The Baton Rouge Advocate has an article about creationist rumblings in one of Louisiana’s school districts. At a meeting this week, board members and officials with the Livingston Parish School District discussed their state’s 2008 Science Education Act (LSEA), which its opponents argue was written in order to sneak Christianity into science class. The folks behind the law, meanwhile, are shocked (shocked, I tell you!) that anyone could accuse them of such a thing. All they are trying to do, they argue, is improve science education.

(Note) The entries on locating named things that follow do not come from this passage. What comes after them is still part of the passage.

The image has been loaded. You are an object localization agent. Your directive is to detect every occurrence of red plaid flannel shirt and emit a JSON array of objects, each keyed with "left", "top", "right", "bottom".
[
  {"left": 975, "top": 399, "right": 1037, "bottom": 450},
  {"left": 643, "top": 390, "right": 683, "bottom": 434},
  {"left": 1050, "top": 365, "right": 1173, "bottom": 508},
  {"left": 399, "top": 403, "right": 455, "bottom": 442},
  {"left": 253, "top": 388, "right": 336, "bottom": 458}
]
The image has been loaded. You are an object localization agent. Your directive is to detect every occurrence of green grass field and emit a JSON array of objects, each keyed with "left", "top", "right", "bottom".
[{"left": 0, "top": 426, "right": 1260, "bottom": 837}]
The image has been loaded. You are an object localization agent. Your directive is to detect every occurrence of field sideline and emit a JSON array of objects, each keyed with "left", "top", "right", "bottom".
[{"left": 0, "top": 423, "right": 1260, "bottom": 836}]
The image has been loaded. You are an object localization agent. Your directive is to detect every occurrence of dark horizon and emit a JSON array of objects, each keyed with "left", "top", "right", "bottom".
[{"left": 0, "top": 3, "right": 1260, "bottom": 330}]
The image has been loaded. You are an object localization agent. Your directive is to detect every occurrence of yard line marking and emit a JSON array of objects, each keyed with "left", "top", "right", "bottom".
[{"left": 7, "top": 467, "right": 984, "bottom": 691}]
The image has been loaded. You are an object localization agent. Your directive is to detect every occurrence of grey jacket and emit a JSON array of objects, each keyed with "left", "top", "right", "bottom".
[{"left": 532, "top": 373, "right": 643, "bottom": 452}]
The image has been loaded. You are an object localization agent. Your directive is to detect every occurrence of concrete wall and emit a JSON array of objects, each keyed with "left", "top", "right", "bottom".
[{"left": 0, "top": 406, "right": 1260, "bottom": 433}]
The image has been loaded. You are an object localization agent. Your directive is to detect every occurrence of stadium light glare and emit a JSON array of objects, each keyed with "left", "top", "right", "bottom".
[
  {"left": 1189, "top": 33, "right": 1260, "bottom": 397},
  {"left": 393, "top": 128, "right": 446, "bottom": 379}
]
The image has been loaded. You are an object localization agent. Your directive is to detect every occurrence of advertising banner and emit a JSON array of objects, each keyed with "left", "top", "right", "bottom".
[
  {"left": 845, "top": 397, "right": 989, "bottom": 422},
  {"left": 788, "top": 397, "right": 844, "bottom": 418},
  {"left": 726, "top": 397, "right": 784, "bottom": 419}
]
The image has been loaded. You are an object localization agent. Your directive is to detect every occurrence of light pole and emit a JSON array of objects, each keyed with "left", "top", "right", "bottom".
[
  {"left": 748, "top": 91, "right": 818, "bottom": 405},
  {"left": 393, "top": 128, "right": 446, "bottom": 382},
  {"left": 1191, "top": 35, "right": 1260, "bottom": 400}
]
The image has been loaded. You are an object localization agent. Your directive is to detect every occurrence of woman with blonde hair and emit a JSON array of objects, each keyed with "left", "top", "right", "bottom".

So it’s interesting to read how Livingston district officials view the law:

The discussion came up during a report on the pupil progression plan for the 2010-11 school year, delivered by Jan Benton, director of curriculum. Benton said that under provisions of the Science Education Act enacted last year by the Louisiana Legislature, schools can present what she termed “critical thinking and creationism” in science classes. Board Member David Tate quickly responded: “We let them teach evolution to our children, but I think all of us sitting up here on this School Board believe in creationism. Why can’t we get someone with religious beliefs to teach creationism?”

Whether anything will come of the discussion remains to be seen. For now, the board appears supportive, but non-committal:

When Martin suggested that the board appoint a committee to study the possibility of introducing creationism into the classroom, his opinion met with general, if unofficial approval.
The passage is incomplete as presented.